Weird behaviour in C when hex value(over 0x7f) is assigned to (signed) char


When a hex value "0x000000a1" is assigned to (signed) char, char is equal to "0xffffffa1". Can anyone explain this weird behaviour?

void main(){
    char testVar = 0x000000a1;

    printf("%x \n",testVar); //prints ffffffa1
    printf("%d \n",testVar); //prints -95

}

It works as expected when you initialize an unsigned char

void main(){
    unsigned char testVar = 0x000000a1;

    printf("%x \n",testVar); //prints a1
    printf("%d \n",testVar); //prints 161

}

also works as expected when you assign a value within the ASCII limit of 127(or 0x7f)

void main(){
    unsigned char testVar = 0x7f;

    printf("%x \n",testVar); //prints 7f
    printf("%d \n",testVar); //prints 127

}

what I understand now after asking the question:

  • You can't assign 0x000000a1 to a char, because a char is only 1 byte long. You only assign the a1 part.
  • The first bit in a signed value indicates if it is negative or not (1000 0000 is negative and equals to -128. 0111111 is not negative and equals to 127)
  • For some reason printf needs to extend the char variable to int before it outputs the value.
  • when printf is converting the signed char to int, it recognises when char is negative and therefore preserving the negative value by extending with 1's instead of 0's. (1000 0000b(-128dez) is extended to 1111 1111 ... 1111 1111 1000 0000b(still -128dez))

Solution

  • You can't assign 0x000000a1 to a char, because a char is only 2 bytes long. You only assign the a1 part.

    A char is by definition always 1 byte big. (It could have more than 8 bits on exotic systems though.) The key here is rather than char has implementation-defined signedness: it could be either signed or unsigned depending on the compiler. Is char signed or unsigned by default? Apparently it is signed in your case.

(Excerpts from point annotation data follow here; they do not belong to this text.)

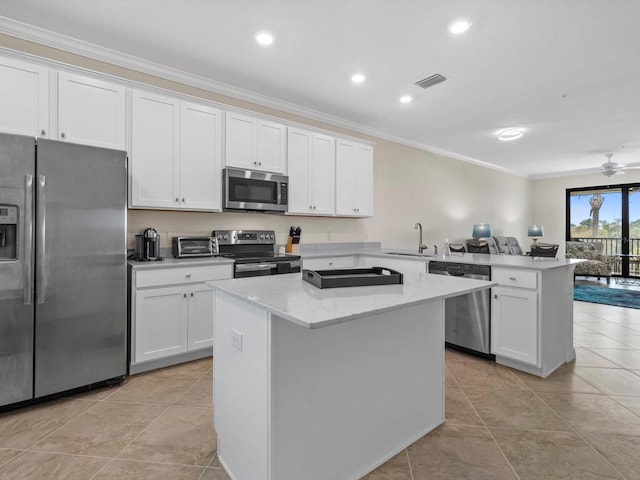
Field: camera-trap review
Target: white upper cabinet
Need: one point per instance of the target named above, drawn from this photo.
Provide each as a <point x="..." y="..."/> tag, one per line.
<point x="255" y="144"/>
<point x="155" y="148"/>
<point x="91" y="111"/>
<point x="354" y="179"/>
<point x="311" y="167"/>
<point x="24" y="98"/>
<point x="200" y="157"/>
<point x="175" y="154"/>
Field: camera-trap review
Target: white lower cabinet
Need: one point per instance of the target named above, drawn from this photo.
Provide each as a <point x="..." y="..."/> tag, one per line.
<point x="161" y="322"/>
<point x="514" y="315"/>
<point x="172" y="311"/>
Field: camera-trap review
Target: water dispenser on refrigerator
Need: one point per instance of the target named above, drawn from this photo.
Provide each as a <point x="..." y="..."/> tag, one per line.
<point x="8" y="232"/>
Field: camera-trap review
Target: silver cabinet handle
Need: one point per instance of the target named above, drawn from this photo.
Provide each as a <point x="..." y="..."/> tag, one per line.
<point x="41" y="253"/>
<point x="27" y="274"/>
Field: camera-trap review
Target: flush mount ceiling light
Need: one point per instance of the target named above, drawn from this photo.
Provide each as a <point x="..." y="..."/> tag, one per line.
<point x="510" y="134"/>
<point x="459" y="27"/>
<point x="264" y="38"/>
<point x="358" y="78"/>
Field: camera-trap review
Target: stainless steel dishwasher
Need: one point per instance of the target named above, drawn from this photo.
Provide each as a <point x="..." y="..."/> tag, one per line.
<point x="467" y="317"/>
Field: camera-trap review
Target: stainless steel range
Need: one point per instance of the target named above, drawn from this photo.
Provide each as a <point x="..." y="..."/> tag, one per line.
<point x="252" y="252"/>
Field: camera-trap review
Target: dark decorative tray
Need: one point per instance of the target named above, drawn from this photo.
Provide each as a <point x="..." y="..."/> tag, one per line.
<point x="352" y="277"/>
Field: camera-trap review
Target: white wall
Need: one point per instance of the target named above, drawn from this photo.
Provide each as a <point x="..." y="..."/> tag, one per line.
<point x="549" y="200"/>
<point x="446" y="195"/>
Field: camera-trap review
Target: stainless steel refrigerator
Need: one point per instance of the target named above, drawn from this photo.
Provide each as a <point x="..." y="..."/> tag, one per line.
<point x="63" y="319"/>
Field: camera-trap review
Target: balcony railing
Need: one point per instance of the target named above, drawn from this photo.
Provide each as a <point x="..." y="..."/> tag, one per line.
<point x="613" y="246"/>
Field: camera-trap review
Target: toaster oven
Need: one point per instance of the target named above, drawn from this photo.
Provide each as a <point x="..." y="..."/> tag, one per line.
<point x="184" y="247"/>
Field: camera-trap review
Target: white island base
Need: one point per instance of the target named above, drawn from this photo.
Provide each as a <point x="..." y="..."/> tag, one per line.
<point x="294" y="403"/>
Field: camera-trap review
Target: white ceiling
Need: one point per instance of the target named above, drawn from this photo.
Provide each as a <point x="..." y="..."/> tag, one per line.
<point x="567" y="71"/>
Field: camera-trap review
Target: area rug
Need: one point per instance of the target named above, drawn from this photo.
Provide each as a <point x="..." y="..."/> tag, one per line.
<point x="607" y="296"/>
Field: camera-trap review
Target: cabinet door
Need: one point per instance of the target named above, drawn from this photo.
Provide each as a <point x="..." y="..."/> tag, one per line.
<point x="364" y="180"/>
<point x="91" y="112"/>
<point x="254" y="144"/>
<point x="270" y="146"/>
<point x="200" y="157"/>
<point x="514" y="324"/>
<point x="24" y="98"/>
<point x="345" y="178"/>
<point x="155" y="148"/>
<point x="354" y="179"/>
<point x="201" y="308"/>
<point x="240" y="144"/>
<point x="323" y="175"/>
<point x="299" y="159"/>
<point x="160" y="323"/>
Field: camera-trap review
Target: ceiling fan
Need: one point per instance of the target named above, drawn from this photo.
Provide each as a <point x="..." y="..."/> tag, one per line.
<point x="610" y="168"/>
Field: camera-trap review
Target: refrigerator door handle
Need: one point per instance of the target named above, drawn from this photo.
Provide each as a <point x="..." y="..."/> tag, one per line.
<point x="27" y="274"/>
<point x="41" y="268"/>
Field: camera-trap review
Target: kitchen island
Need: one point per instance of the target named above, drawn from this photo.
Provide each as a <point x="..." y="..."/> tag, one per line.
<point x="321" y="384"/>
<point x="531" y="306"/>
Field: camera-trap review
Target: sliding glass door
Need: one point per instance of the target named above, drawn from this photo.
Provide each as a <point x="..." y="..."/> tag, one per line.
<point x="611" y="215"/>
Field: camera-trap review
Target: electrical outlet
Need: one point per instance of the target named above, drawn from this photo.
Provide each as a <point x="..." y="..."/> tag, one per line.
<point x="236" y="339"/>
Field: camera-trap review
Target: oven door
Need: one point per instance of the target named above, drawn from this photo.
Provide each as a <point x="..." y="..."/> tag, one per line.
<point x="251" y="190"/>
<point x="255" y="269"/>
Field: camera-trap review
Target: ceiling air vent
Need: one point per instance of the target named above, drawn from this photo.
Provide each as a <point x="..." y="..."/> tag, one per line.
<point x="431" y="81"/>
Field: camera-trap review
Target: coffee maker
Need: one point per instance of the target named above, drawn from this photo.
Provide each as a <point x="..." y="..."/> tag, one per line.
<point x="148" y="246"/>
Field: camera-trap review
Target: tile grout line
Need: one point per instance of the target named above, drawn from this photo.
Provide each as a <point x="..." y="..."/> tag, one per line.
<point x="495" y="442"/>
<point x="579" y="435"/>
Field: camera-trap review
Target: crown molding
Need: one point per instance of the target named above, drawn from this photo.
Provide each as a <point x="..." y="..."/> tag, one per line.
<point x="47" y="38"/>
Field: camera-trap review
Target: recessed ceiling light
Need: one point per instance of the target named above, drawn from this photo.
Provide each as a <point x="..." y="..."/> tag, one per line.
<point x="459" y="27"/>
<point x="510" y="134"/>
<point x="264" y="38"/>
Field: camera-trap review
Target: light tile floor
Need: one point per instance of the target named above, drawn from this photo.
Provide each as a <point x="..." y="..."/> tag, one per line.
<point x="582" y="422"/>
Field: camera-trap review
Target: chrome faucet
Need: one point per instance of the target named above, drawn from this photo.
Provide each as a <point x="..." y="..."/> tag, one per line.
<point x="421" y="246"/>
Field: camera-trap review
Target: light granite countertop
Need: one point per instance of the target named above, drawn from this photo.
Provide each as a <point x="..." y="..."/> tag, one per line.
<point x="292" y="298"/>
<point x="506" y="261"/>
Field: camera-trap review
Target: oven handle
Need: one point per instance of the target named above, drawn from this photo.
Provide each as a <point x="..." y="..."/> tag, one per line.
<point x="255" y="267"/>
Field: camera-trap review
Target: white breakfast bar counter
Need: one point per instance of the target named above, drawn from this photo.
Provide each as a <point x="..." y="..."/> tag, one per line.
<point x="321" y="384"/>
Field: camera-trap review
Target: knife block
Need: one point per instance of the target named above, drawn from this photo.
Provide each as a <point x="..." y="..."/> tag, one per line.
<point x="293" y="244"/>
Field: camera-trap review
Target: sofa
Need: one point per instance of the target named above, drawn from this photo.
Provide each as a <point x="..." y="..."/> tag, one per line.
<point x="597" y="265"/>
<point x="509" y="246"/>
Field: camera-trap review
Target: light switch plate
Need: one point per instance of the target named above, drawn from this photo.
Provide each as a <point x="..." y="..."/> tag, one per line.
<point x="236" y="339"/>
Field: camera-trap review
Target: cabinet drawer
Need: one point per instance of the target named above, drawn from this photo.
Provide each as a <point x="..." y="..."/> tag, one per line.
<point x="515" y="278"/>
<point x="169" y="276"/>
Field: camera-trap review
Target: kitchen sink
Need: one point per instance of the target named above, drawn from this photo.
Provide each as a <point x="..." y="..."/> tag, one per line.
<point x="410" y="254"/>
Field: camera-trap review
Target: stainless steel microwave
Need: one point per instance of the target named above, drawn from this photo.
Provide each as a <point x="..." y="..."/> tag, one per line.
<point x="250" y="190"/>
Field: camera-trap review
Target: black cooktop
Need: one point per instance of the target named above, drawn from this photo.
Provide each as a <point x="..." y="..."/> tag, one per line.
<point x="257" y="257"/>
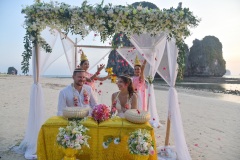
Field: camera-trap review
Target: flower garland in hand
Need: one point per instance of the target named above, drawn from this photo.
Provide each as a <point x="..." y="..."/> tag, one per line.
<point x="85" y="97"/>
<point x="101" y="113"/>
<point x="75" y="97"/>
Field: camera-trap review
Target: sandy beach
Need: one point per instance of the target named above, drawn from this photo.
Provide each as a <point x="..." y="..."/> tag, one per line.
<point x="211" y="121"/>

    The amount of zeroes in front of the value doesn't matter in the slightest and do not affect the type. All they do is to fool the programmer thinking they have some meaning.

    The first bit in a signed value indicates if it is negative or not (1000 0000 is negative and equals to -128. 0111111 is not negative and equals to 127)

    Yes, if it is the MSB.

    What happens when you assing 0xa1 to a signed char is also compiler-specific. On mainstream systems this will result in a negative two's complement value -95 decimal.

    or some reason printf needs to extend the char variable to int before it outputs the value.

    printf is a variadic function (variable amount of arguments) and for those functions there's a special implicit type promotion rule called "the default argument promotions". When passing a small integer type such as char or short to a variadic function, it will always get implicitly promoted to int. (And when passing float it will get promoted to double.)

    when printf is converting the signed char to int, it recognises when char is negative and therefore preserving the negative value by extending with 1's instead of 0's

    Correct. During this promotion, if your original type was signed and has a negative value, this is respected and the sign is preserved, so called "sign extension". So in the binary representation of things, rather than having (signed) char 0xa1 = -95, you get int 0xffffffa1 = still -95.

    You then lie to printf with %x telling it to expect an unsigned int parameter. Strictly speaking this is undefined behavior, but any sensible compiler will convert the int to unsigned int and that's a well-defined conversion, leaving you with 0xffffffa1 but now it's unsigned representation, so it is equal to decimal value 4294967201.